他回府以来一直戴面具,只有那么一次照镜子。他发觉自己已经瘦得不成样子,始终挺立的脊背是弯的,散落的头发遮了半张脸,再也看不见灰蓝的血管。
他听见自己冷静得不像话的声音:“那就如你所愿。”
他完全无视遏欢的发作,拼尽了全力挣开她,然后用比全身力气还凶狠的力度,将她磕到椅子尖锐的角上,那女人额角流出的血是脏的,跟她的人一样。
“她不是妖女。”
“还有,她跟你不一样。从来。
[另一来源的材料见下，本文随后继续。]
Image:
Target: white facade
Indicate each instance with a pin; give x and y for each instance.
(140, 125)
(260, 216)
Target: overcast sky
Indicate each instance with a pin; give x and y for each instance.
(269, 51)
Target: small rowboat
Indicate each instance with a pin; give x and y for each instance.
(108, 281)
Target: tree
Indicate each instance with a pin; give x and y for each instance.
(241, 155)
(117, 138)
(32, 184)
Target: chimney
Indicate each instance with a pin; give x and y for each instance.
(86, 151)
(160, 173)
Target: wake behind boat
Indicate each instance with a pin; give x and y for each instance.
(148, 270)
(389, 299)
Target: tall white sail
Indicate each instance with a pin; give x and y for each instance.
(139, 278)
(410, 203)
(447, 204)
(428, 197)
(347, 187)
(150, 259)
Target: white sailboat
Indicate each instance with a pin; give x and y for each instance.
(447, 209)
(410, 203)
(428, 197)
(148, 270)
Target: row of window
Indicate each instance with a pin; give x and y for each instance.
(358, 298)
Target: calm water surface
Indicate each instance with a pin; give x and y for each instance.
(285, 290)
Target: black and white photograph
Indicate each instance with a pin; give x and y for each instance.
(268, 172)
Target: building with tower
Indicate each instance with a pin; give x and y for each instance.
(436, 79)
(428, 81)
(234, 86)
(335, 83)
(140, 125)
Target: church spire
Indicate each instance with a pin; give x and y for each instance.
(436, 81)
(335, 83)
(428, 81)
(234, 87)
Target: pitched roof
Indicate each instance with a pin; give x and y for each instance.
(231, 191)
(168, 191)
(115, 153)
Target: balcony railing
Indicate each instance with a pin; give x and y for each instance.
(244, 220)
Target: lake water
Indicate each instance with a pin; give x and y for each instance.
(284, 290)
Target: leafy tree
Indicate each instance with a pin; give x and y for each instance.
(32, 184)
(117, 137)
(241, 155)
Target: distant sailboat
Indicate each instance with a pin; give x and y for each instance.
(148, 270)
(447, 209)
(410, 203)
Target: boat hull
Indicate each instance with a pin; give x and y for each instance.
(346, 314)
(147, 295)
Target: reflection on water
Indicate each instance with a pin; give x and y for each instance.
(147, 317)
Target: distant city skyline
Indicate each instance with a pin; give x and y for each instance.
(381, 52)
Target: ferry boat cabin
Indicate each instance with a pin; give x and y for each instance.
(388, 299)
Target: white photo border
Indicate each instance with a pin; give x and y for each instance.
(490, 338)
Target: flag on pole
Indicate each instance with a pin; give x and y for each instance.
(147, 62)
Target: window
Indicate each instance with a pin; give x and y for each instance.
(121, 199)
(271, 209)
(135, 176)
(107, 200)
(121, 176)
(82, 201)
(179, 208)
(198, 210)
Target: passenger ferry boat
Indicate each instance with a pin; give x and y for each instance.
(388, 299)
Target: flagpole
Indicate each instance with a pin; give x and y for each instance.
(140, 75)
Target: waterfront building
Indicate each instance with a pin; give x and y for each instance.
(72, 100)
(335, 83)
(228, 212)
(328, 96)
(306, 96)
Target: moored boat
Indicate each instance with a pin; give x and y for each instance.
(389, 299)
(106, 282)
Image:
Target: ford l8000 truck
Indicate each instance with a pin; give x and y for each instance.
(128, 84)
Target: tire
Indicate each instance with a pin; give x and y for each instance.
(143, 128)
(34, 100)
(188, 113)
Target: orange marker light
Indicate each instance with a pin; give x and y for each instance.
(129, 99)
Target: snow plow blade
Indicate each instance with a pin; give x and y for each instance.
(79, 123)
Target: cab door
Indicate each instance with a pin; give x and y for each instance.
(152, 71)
”
他决绝地离开了天府,去做沧澜的太傅,去做逍遥谷的谷主,去西承替苏执残做准备,独独没去找她。
他希望看见她,却也害怕看见她。
他从来都不在乎这一张皮相,但他害怕她的下意识逃避。
那夜的一瞬间,他头一次希望她另觅佳婿,或者自己是忆貘,将她脑中关于他的记忆都抹除,即使他明明知道这对她有多么不公平。
可是能怎么办呢?
世人说他惊才绝艳,世人说他天纵奇才,世人说他天人之姿,世人说他是宁朝唯一的希望。
只有他自己知道,那一刻,他有多配不上她。
可是能怎么办。
总不能阻止她,奔向比他更好的人吧。
天边月色正清冷,枝叶疏影横斜,司寇羽坐在桌前,想起刚刚被魇住的往事,沉了眉睫,眼底有黯然的微光。
门外却突然有声音,清脆脆的。
“令主大人,这是睡不着在想我吗?”
司寇羽愣了愣,瞧见门边试探出来的一个小脑袋,突然就笑了。
可上天垂怜,他终究不忍看她孤绝地等下去。
他去找了她,想着只是见一面。
然后。
然后呀,他得到了他的月光。
*原番外修改后提上来了,主要是番外字数超了,顺便写写阿羽那五年的心路。